Guindado à Presidência com a promessa demagógica,
autoritária e irrealizável de livrar o Brasil dos grilhões do presidencialismo
de coalizão, o protagonista do maior estelionato eleitoral da história desta
banânia (sorry, Dilma) e pior presidente desde a democratização (sorry
again, Dilma) acabou entregando ao Centrão "a alma de seu
governo", o que, de certa modo, foi uma volta às origens: desde que
ingressou na vida pública, Bolsonaro foi filiado ao PDC, PDC,
PP (duas vezes), PPR, PPB, PTB, PFL, PSC
e PSL, todos do assim chamado "Centrão" (faltam PCC e o
PQP, mas isso é outra conversa).
Em novembro de 2019, devido a desentendimentos com Luciano
Bivar, o sultão do bananistão deixou o laranjal para plantar o Aliança pelo
Brasil. Mas faltou estrume (a Justiça Eleitoral exige 492 mil assinaturas
para a criação de um partido, e ele conseguiu somente 154 mil) e o projeto foi
pra ponte que partiu. Desde então, sua alteza irreal flertou com uma dúzia de
partidos (todas do Centrão), até se decidir finalmente a trocar alianças com o PL
do mensaleiro e ex-presidiário — a quem ele chamava de “corrupto
e condenado” e mandou pra puta que pariu no domingo 14, e de quem ouviu
(leu, melhor dizendo) um retumbante "vá
tomar no cu". Mas a DR acabou superada e o enlace, que
havia sido suspenso, ficou para o final
da tarde de hoje, com direito a juras de amor eterno e fidelidade
imorredoura. Glória a Deus, como diria o folclórico Cabo Daciolo.

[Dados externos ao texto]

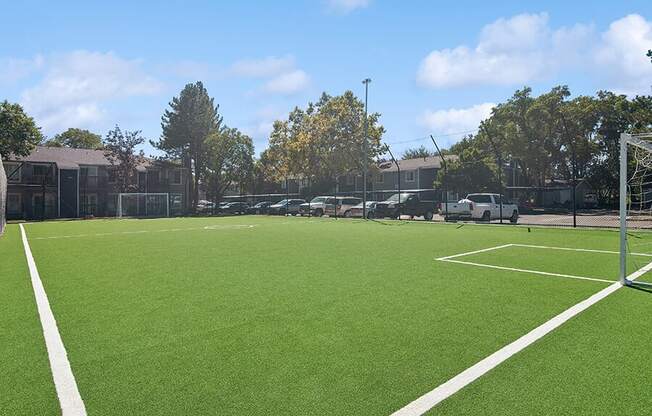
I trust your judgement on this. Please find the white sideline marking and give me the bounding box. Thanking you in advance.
[392,262,652,416]
[437,259,614,283]
[512,244,652,257]
[435,244,514,261]
[20,224,86,416]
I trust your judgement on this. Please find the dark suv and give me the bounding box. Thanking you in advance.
[375,189,439,221]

Bolsonaro cresceu o olho para o Palácio do Planalto durante
o desgoverno Dilma. Em 2014, o então deputado federal disse ao
jornal O GLOBO que pretendia disputar
a Presidência e que a página "Jair Bolsonaro Presidente
2014", criada no Facebook por "militantes da
direita e apoiadores", já contava com mais de 12 mil seguidores (na
época, o perfil oficial do então deputado tinha mais de 340 mil
admiradores). Em 2015, ele já aparecia nas pesquisas com 4% das intenções
de voto. Em 2016, subiu para 7% em 2016 e para 15% no ano seguinte.

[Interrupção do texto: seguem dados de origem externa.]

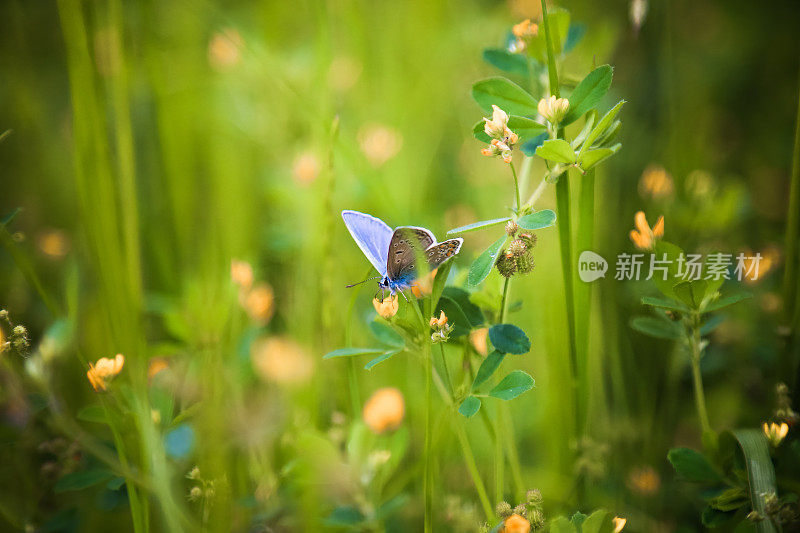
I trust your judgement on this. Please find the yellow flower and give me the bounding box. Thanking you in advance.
[411,268,438,298]
[86,353,125,391]
[537,94,569,124]
[501,514,531,533]
[372,294,400,320]
[250,337,314,385]
[231,259,253,290]
[639,165,675,200]
[431,311,447,328]
[763,422,789,447]
[630,211,664,250]
[363,387,405,433]
[244,283,275,324]
[469,328,489,357]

Para minimizar os efeitos da pecha de sectário e da notória
falta de conhecimento em relação a temas importantes para alguém que aspirava a
comandar o país, o parlamentar passou a modular o discurso e terceirizar a
elaboração de propostas em algumas áreas cruciais. Faltou combinar com Ciro
Nogueira — presidente do PP —, que sempre fugia do assunto.

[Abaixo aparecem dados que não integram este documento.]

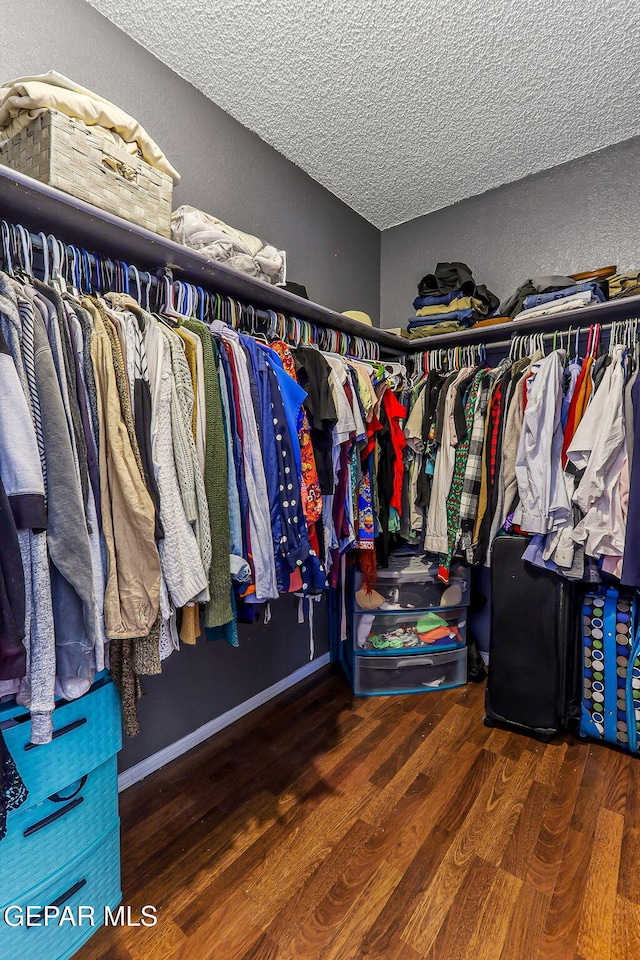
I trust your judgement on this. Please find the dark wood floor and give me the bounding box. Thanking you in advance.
[78,671,640,960]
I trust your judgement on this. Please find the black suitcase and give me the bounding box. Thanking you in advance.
[484,535,581,741]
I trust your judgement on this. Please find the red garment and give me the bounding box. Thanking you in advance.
[360,413,382,463]
[382,390,407,514]
[488,383,502,487]
[562,357,593,469]
[271,340,322,527]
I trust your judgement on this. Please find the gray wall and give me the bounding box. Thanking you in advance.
[380,138,640,327]
[2,0,370,769]
[0,0,380,323]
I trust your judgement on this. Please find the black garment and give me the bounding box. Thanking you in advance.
[418,262,476,297]
[500,276,576,319]
[133,378,164,540]
[0,477,27,680]
[418,263,500,320]
[0,730,29,840]
[293,347,338,495]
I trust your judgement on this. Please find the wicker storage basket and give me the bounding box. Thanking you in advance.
[0,110,173,237]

Após a reeleição de Dilma, o capitão trocou
o PP pelo PSC, que também lhe negou legenda para disputar a
Presidência. Em 2017, ele finalmente compreendeu que teria mais chances numa
sigla menor, e, depois de flertar com o nanico PEN, acabou
filiando-se ao PSL. O resto é história recente.
Para provar que era amigo do mercado e obter o apoio dos
empresários, o estatista que acreditava em Estado grande e intervencionista,
que sempre lutou por privilégios para corporações que se locupletavam do Estado
havia décadas foi buscar Paulo Guedes, que embarcou em uma canoa
que deveria saber furada. Para provar que era inimigo da corrupção e obter
o apoio da classe média, o adepto das práticas da baixa política e amigo de
milicianos foi buscar Sergio Moro, que embarcou em uma canoa que
deveria saber furada. Para obter o apoio das Forças Armadas, o
ex-militar agressivo e falastrão, que foi enxotado da corporação por
indisciplina e subordinação, foi buscar legitimidade em uma fieira de generais,
que embarcaram em uma canoa que deveriam saber furada.
Uma vez eleito e empossado, Bolsonaro obrigou Moro a
reverter uma nomeação, tomou-lhe o Coaf, forçou-o a substituir um
superintendente da PF, esnobou seu projeto contra a corrupção e,
vendo que o ex-juiz não cumpriria a missão de blindar sua prole (*),
obrigou-o a engolir dúzias de sapos e beber toda a água da lagoa. O auxiliar
fingia não ver, tentava negociar, mas acabou abandonando a canoa para salvar o
prestígio que ainda lhe restava.
(*) Em três casamentos, o presidente que
acabou com a Lava-Jato porque “não
tem mais corrupção no governo” teve quatro
filhos e uma
filha. Desses, somente Laura, que tem 11 anos, não é
alvo de investigações. Afora o célebre caso
de Zero Um e as rachadinhas, a PF e
o Ministério Público apuram
suspeitas contra Eduardo Bolsonaro, Carlos Bolsonaro e Renan Bolsonaro,
que incluem tráfico de influência, contratação de funcionários fantasmas e
envolvimento na organização de manifestações que pediram o fechamento de
instituições como o Congresso e o Supremo.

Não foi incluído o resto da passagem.